Five debates shaping the future of AI in higher education
The summit surfaced five defining debates that will continue to shape higher education, including: efficiency vs. educational purpose; adoption speed vs. institutional trust; automation vs. human judgment; open innovation vs. sovereignty and control; and scale vs. responsibility.
Taken together, these debates suggest that AI readiness is not simply about access to technology. It is about institutional judgment: how universities govern change, redesign learning, protect trust and decide what kind of future they want to build.
To explore the Summit’s insights in full, download the Executive Report. It brings together the main arguments, examples and strategic recommendations discussed across the two-day event.
No single institution can navigate this transition alone. We need shared frameworks, shared research and shared experimentation environments.
Prof.

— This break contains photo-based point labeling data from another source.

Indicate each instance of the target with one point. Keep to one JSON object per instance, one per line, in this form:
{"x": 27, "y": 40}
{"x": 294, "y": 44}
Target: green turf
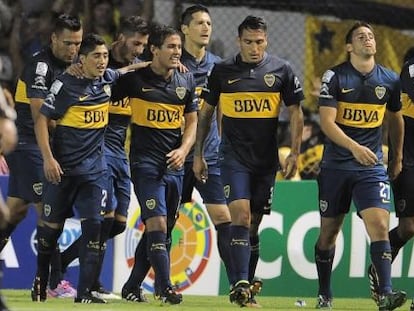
{"x": 19, "y": 300}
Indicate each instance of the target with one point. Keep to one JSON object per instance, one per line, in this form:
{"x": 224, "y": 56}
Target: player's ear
{"x": 184, "y": 29}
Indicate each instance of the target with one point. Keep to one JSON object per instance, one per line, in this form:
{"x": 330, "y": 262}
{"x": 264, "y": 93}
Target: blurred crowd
{"x": 25, "y": 26}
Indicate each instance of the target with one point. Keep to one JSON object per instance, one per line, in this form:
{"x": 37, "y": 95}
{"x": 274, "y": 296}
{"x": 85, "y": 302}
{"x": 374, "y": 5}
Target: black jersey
{"x": 250, "y": 96}
{"x": 35, "y": 81}
{"x": 407, "y": 86}
{"x": 158, "y": 107}
{"x": 361, "y": 102}
{"x": 119, "y": 119}
{"x": 200, "y": 69}
{"x": 80, "y": 107}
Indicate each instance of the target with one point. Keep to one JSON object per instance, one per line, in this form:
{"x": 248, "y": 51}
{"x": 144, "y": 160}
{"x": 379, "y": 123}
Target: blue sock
{"x": 396, "y": 242}
{"x": 381, "y": 259}
{"x": 47, "y": 240}
{"x": 223, "y": 245}
{"x": 88, "y": 255}
{"x": 254, "y": 256}
{"x": 159, "y": 258}
{"x": 324, "y": 260}
{"x": 240, "y": 252}
{"x": 141, "y": 265}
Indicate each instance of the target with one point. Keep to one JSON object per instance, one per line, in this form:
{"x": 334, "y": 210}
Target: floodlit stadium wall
{"x": 286, "y": 262}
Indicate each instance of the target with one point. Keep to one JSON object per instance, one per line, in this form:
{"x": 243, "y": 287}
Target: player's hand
{"x": 364, "y": 155}
{"x": 8, "y": 135}
{"x": 4, "y": 214}
{"x": 290, "y": 166}
{"x": 76, "y": 70}
{"x": 394, "y": 168}
{"x": 200, "y": 169}
{"x": 182, "y": 68}
{"x": 175, "y": 159}
{"x": 52, "y": 170}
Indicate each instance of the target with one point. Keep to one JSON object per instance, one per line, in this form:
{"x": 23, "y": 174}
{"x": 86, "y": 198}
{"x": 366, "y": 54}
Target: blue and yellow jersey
{"x": 250, "y": 96}
{"x": 119, "y": 119}
{"x": 200, "y": 71}
{"x": 361, "y": 102}
{"x": 34, "y": 82}
{"x": 407, "y": 98}
{"x": 158, "y": 107}
{"x": 80, "y": 108}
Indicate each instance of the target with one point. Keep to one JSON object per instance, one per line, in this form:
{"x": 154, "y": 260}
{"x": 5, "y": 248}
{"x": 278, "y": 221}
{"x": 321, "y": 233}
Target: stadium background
{"x": 310, "y": 34}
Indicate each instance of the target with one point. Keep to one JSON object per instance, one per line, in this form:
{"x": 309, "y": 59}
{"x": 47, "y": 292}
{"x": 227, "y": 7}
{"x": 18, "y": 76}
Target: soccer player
{"x": 130, "y": 44}
{"x": 250, "y": 88}
{"x": 402, "y": 185}
{"x": 8, "y": 140}
{"x": 160, "y": 99}
{"x": 354, "y": 98}
{"x": 75, "y": 171}
{"x": 25, "y": 162}
{"x": 196, "y": 26}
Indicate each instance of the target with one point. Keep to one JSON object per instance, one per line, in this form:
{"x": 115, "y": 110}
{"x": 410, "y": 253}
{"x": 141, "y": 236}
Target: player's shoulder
{"x": 386, "y": 73}
{"x": 212, "y": 58}
{"x": 42, "y": 62}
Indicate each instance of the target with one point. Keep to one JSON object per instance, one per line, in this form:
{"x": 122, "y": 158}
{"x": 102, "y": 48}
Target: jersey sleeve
{"x": 329, "y": 89}
{"x": 394, "y": 103}
{"x": 211, "y": 93}
{"x": 38, "y": 77}
{"x": 407, "y": 79}
{"x": 292, "y": 92}
{"x": 57, "y": 101}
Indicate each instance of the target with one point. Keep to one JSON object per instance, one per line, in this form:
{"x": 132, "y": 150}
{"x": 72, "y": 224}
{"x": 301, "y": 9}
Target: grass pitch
{"x": 19, "y": 300}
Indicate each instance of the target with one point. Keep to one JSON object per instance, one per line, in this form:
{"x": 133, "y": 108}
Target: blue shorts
{"x": 119, "y": 186}
{"x": 403, "y": 189}
{"x": 211, "y": 192}
{"x": 367, "y": 188}
{"x": 240, "y": 183}
{"x": 26, "y": 175}
{"x": 157, "y": 195}
{"x": 87, "y": 193}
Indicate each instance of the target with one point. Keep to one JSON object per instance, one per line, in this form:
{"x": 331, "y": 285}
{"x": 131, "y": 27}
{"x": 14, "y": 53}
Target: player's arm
{"x": 395, "y": 123}
{"x": 177, "y": 156}
{"x": 51, "y": 167}
{"x": 396, "y": 138}
{"x": 133, "y": 67}
{"x": 296, "y": 129}
{"x": 35, "y": 104}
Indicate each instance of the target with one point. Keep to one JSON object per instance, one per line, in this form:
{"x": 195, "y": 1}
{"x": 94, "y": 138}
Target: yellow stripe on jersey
{"x": 156, "y": 115}
{"x": 250, "y": 105}
{"x": 86, "y": 117}
{"x": 21, "y": 94}
{"x": 360, "y": 115}
{"x": 198, "y": 93}
{"x": 407, "y": 105}
{"x": 121, "y": 107}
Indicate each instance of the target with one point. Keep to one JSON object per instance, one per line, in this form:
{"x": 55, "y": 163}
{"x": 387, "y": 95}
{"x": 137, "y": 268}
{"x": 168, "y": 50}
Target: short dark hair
{"x": 358, "y": 24}
{"x": 90, "y": 42}
{"x": 187, "y": 15}
{"x": 252, "y": 22}
{"x": 159, "y": 33}
{"x": 409, "y": 54}
{"x": 66, "y": 21}
{"x": 133, "y": 24}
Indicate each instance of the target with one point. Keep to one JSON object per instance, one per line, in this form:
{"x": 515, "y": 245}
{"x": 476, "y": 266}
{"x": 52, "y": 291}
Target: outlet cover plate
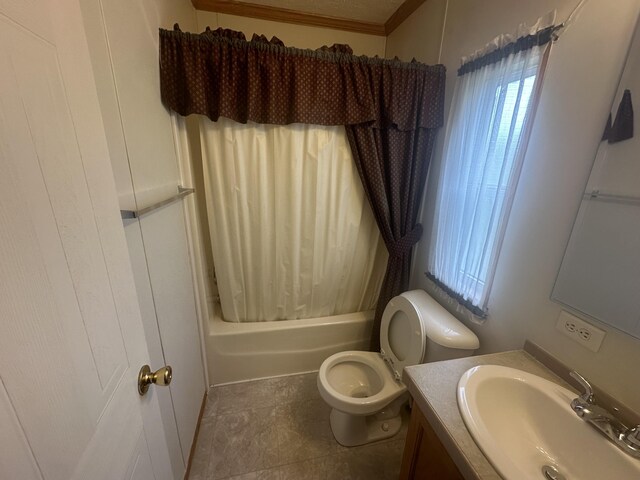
{"x": 580, "y": 331}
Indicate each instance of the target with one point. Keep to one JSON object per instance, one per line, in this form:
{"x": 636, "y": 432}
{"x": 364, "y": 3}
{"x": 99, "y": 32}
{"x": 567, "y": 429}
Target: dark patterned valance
{"x": 527, "y": 42}
{"x": 220, "y": 73}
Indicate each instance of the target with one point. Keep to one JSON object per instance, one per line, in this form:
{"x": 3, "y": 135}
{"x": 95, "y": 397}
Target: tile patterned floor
{"x": 278, "y": 429}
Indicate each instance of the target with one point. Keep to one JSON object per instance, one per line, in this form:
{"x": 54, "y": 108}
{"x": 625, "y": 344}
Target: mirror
{"x": 600, "y": 272}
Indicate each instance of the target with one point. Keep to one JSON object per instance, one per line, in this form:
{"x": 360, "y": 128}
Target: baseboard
{"x": 195, "y": 436}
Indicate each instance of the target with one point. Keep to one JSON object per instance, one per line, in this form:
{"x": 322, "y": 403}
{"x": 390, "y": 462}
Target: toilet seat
{"x": 402, "y": 335}
{"x": 389, "y": 391}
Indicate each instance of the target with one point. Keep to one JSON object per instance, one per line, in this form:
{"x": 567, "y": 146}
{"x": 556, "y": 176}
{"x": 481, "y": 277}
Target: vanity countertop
{"x": 433, "y": 387}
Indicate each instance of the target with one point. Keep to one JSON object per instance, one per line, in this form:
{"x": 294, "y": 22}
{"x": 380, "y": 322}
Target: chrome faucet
{"x": 627, "y": 439}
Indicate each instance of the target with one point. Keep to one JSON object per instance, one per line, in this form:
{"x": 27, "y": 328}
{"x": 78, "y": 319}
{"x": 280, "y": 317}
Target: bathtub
{"x": 251, "y": 350}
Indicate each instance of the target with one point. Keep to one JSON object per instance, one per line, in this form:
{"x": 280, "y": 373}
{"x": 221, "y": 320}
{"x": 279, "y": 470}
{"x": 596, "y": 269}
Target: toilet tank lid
{"x": 440, "y": 326}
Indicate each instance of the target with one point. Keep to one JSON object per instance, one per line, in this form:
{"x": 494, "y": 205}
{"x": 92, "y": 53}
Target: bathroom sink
{"x": 525, "y": 426}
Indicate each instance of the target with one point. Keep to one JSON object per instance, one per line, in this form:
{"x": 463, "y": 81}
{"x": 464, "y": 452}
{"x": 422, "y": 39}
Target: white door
{"x": 71, "y": 340}
{"x": 123, "y": 41}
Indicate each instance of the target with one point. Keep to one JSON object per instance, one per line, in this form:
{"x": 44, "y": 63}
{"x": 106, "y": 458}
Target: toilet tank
{"x": 447, "y": 337}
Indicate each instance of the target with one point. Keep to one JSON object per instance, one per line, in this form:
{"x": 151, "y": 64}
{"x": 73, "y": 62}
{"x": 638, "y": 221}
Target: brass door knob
{"x": 160, "y": 377}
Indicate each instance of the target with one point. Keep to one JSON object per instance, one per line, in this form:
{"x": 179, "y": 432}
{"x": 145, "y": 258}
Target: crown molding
{"x": 243, "y": 9}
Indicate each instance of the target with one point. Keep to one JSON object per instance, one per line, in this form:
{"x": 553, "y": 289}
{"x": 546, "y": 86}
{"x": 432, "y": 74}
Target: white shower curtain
{"x": 292, "y": 233}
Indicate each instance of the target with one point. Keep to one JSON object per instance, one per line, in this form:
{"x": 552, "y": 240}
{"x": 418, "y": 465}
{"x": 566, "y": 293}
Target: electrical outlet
{"x": 580, "y": 331}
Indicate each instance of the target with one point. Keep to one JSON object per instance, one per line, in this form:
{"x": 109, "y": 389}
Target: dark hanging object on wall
{"x": 622, "y": 127}
{"x": 607, "y": 130}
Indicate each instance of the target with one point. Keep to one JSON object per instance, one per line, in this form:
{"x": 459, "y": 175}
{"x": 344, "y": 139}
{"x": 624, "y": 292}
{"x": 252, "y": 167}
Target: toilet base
{"x": 353, "y": 430}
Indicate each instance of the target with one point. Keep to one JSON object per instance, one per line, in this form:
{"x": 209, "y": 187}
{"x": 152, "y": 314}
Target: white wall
{"x": 419, "y": 36}
{"x": 299, "y": 36}
{"x": 581, "y": 79}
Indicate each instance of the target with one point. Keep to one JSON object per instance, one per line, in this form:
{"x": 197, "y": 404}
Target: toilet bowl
{"x": 365, "y": 389}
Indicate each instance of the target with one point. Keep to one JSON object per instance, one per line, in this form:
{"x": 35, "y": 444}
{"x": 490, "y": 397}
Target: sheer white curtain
{"x": 487, "y": 132}
{"x": 292, "y": 233}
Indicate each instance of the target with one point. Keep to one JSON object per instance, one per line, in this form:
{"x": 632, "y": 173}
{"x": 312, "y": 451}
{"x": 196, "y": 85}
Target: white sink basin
{"x": 523, "y": 422}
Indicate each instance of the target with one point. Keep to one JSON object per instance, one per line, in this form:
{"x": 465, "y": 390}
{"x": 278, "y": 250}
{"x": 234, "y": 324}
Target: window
{"x": 486, "y": 137}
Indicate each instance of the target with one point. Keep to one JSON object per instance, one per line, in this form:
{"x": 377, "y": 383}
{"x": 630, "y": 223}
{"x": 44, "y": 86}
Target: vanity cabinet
{"x": 424, "y": 455}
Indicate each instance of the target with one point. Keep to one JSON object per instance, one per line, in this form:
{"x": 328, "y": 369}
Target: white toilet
{"x": 365, "y": 389}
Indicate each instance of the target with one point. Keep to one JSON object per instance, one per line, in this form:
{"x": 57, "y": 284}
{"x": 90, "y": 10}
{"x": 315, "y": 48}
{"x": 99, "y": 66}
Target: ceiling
{"x": 372, "y": 11}
{"x": 376, "y": 17}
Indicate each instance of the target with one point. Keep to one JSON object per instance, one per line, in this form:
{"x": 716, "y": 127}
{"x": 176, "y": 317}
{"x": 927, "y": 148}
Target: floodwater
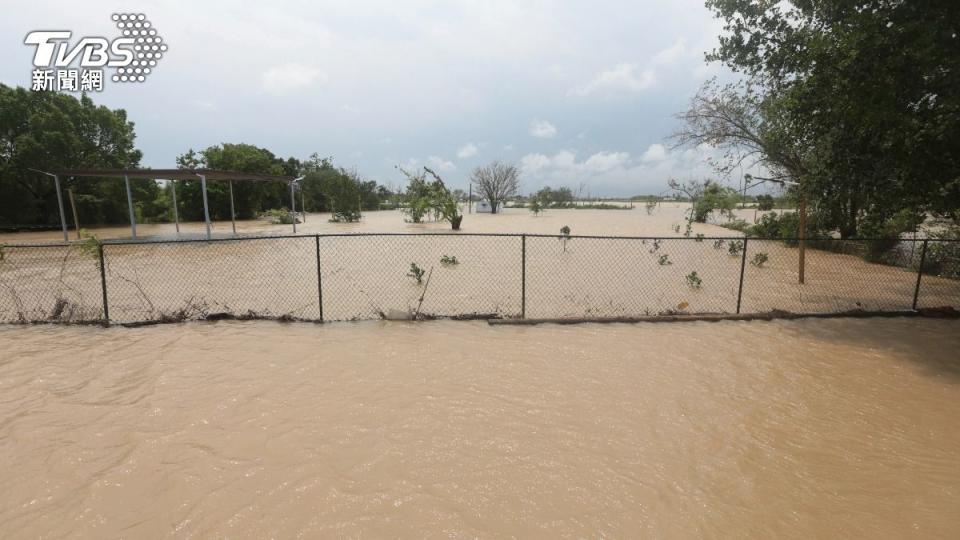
{"x": 801, "y": 429}
{"x": 627, "y": 222}
{"x": 365, "y": 277}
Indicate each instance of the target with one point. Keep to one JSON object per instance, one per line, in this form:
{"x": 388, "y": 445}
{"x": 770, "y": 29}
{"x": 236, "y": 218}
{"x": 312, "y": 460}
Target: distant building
{"x": 483, "y": 207}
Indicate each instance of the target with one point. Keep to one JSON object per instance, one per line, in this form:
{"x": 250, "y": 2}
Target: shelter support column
{"x": 206, "y": 206}
{"x": 176, "y": 213}
{"x": 63, "y": 215}
{"x": 233, "y": 214}
{"x": 293, "y": 207}
{"x": 133, "y": 219}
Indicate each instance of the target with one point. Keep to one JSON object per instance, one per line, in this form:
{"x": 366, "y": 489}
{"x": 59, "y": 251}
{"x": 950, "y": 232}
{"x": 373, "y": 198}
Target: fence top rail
{"x": 126, "y": 242}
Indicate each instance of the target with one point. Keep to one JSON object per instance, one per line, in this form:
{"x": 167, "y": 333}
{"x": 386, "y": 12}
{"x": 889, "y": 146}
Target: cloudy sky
{"x": 578, "y": 92}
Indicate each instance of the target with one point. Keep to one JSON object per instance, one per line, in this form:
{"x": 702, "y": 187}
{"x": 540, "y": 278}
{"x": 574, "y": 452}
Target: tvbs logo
{"x": 60, "y": 66}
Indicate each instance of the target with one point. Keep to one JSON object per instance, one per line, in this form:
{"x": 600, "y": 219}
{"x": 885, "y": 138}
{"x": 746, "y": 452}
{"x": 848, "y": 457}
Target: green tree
{"x": 870, "y": 87}
{"x": 250, "y": 198}
{"x": 46, "y": 130}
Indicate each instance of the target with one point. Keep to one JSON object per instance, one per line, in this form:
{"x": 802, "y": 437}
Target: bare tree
{"x": 496, "y": 182}
{"x": 748, "y": 126}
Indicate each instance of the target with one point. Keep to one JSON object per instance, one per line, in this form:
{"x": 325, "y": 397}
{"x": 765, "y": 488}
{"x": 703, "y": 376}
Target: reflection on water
{"x": 635, "y": 222}
{"x": 793, "y": 428}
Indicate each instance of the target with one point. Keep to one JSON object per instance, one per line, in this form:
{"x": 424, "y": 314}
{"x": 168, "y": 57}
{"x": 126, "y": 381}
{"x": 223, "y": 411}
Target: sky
{"x": 573, "y": 93}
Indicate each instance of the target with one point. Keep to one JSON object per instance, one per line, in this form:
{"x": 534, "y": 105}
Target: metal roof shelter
{"x": 172, "y": 175}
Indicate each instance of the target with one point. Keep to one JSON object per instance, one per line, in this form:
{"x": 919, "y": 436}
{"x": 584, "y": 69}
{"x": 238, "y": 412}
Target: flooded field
{"x": 800, "y": 429}
{"x": 366, "y": 277}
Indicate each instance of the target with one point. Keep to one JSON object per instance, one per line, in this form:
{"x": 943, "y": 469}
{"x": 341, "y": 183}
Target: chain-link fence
{"x": 371, "y": 276}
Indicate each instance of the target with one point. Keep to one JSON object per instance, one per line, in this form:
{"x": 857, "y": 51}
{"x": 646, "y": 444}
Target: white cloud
{"x": 604, "y": 161}
{"x": 542, "y": 129}
{"x": 671, "y": 54}
{"x": 622, "y": 77}
{"x": 467, "y": 150}
{"x": 288, "y": 78}
{"x": 440, "y": 164}
{"x": 564, "y": 163}
{"x": 655, "y": 152}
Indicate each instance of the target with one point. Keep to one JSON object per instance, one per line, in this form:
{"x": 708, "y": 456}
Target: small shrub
{"x": 536, "y": 206}
{"x": 651, "y": 205}
{"x": 278, "y": 216}
{"x": 736, "y": 225}
{"x": 735, "y": 247}
{"x": 759, "y": 259}
{"x": 344, "y": 216}
{"x": 89, "y": 245}
{"x": 416, "y": 273}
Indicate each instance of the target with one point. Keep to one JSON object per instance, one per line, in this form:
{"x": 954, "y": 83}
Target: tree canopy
{"x": 863, "y": 93}
{"x": 45, "y": 130}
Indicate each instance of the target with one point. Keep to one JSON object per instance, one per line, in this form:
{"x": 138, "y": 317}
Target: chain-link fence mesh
{"x": 940, "y": 285}
{"x": 354, "y": 277}
{"x": 624, "y": 277}
{"x": 263, "y": 277}
{"x": 49, "y": 283}
{"x": 370, "y": 276}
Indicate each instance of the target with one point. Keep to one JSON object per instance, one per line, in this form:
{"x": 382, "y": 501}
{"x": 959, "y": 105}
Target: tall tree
{"x": 46, "y": 130}
{"x": 871, "y": 85}
{"x": 496, "y": 182}
{"x": 250, "y": 198}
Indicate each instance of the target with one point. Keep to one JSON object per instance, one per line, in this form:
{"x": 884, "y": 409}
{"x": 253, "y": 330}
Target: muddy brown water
{"x": 364, "y": 277}
{"x": 800, "y": 429}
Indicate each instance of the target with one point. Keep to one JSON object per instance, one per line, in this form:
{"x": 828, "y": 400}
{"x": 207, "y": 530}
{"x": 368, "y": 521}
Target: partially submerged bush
{"x": 735, "y": 247}
{"x": 737, "y": 225}
{"x": 651, "y": 205}
{"x": 278, "y": 216}
{"x": 759, "y": 259}
{"x": 416, "y": 273}
{"x": 345, "y": 216}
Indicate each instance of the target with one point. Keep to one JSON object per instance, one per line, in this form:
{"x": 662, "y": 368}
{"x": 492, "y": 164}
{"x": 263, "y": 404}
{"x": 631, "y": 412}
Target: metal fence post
{"x": 923, "y": 259}
{"x": 319, "y": 282}
{"x": 743, "y": 266}
{"x": 103, "y": 284}
{"x": 523, "y": 277}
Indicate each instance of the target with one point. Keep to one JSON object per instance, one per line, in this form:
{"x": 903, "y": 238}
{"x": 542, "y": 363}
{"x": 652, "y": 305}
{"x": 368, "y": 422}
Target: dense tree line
{"x": 47, "y": 131}
{"x": 854, "y": 104}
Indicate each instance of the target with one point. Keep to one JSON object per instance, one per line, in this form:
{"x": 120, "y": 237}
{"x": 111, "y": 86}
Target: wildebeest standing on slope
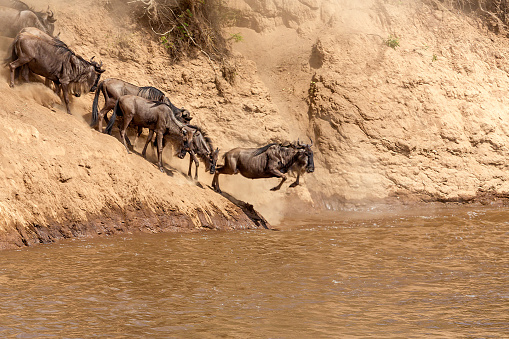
{"x": 272, "y": 160}
{"x": 12, "y": 21}
{"x": 157, "y": 117}
{"x": 55, "y": 62}
{"x": 202, "y": 148}
{"x": 112, "y": 89}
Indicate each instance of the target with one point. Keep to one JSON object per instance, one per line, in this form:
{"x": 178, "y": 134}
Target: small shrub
{"x": 392, "y": 41}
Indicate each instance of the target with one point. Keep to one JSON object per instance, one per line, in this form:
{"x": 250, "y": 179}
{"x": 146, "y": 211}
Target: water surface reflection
{"x": 403, "y": 274}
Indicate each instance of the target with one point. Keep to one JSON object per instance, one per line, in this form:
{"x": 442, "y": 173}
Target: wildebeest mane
{"x": 151, "y": 93}
{"x": 77, "y": 65}
{"x": 262, "y": 149}
{"x": 206, "y": 138}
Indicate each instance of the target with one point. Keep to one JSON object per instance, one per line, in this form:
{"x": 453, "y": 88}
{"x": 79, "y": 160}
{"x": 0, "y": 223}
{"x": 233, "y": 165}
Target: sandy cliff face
{"x": 426, "y": 120}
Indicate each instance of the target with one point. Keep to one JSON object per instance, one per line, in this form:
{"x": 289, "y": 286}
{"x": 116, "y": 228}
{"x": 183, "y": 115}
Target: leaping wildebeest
{"x": 112, "y": 89}
{"x": 56, "y": 62}
{"x": 12, "y": 21}
{"x": 202, "y": 148}
{"x": 272, "y": 160}
{"x": 157, "y": 117}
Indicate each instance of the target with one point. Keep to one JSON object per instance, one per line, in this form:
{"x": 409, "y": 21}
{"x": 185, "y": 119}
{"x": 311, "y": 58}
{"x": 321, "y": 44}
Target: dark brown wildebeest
{"x": 12, "y": 21}
{"x": 40, "y": 34}
{"x": 272, "y": 160}
{"x": 202, "y": 148}
{"x": 16, "y": 4}
{"x": 112, "y": 89}
{"x": 157, "y": 117}
{"x": 56, "y": 62}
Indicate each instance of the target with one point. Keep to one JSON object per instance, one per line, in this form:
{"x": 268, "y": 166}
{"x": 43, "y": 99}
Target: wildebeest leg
{"x": 108, "y": 106}
{"x": 215, "y": 182}
{"x": 15, "y": 64}
{"x": 277, "y": 173}
{"x": 65, "y": 90}
{"x": 123, "y": 130}
{"x": 194, "y": 159}
{"x": 159, "y": 137}
{"x": 296, "y": 183}
{"x": 280, "y": 184}
{"x": 25, "y": 73}
{"x": 149, "y": 139}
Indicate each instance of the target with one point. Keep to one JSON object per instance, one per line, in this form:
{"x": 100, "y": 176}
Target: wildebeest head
{"x": 305, "y": 157}
{"x": 187, "y": 140}
{"x": 212, "y": 159}
{"x": 47, "y": 20}
{"x": 186, "y": 115}
{"x": 94, "y": 74}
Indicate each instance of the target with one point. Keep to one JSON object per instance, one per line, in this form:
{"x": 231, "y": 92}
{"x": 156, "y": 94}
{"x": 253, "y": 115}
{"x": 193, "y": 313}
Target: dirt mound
{"x": 404, "y": 102}
{"x": 423, "y": 120}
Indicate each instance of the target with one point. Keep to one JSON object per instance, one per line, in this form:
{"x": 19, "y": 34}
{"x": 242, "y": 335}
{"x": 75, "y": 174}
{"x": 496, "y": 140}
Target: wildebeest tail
{"x": 95, "y": 109}
{"x": 116, "y": 112}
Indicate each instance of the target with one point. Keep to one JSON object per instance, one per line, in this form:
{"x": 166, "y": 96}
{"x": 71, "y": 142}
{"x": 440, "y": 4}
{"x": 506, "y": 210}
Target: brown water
{"x": 433, "y": 273}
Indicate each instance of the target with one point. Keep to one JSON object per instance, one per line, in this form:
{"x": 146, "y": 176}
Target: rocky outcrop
{"x": 423, "y": 120}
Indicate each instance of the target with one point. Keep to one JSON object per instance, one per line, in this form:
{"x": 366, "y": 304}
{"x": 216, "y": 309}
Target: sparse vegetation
{"x": 494, "y": 12}
{"x": 185, "y": 27}
{"x": 392, "y": 41}
{"x": 236, "y": 37}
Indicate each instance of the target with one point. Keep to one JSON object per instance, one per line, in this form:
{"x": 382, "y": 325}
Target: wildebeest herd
{"x": 35, "y": 50}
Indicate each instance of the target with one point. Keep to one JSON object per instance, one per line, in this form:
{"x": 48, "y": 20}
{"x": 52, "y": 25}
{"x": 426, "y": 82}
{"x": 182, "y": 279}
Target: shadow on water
{"x": 249, "y": 210}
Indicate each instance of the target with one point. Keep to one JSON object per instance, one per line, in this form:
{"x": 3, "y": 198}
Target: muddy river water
{"x": 398, "y": 274}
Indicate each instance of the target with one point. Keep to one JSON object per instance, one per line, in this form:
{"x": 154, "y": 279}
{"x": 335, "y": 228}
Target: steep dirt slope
{"x": 426, "y": 120}
{"x": 59, "y": 178}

Francesco RattalinoExecutive Vice-President for Academic Affairs and Student Experience at ESCP
What’s Next at ESCP
ESCP’s 2026–2030 strategic plan, Bold and United, outlines the School’s ambition to become the European University of Management built on three pillars: business, technology and governance. Together, they aim to develop multidisciplinary leaders capable of navigating AI through a combination of managerial insight, technical understanding and ethical responsibility, reflecting ESCP’s ambition to act as a living laboratory for AI-powered education.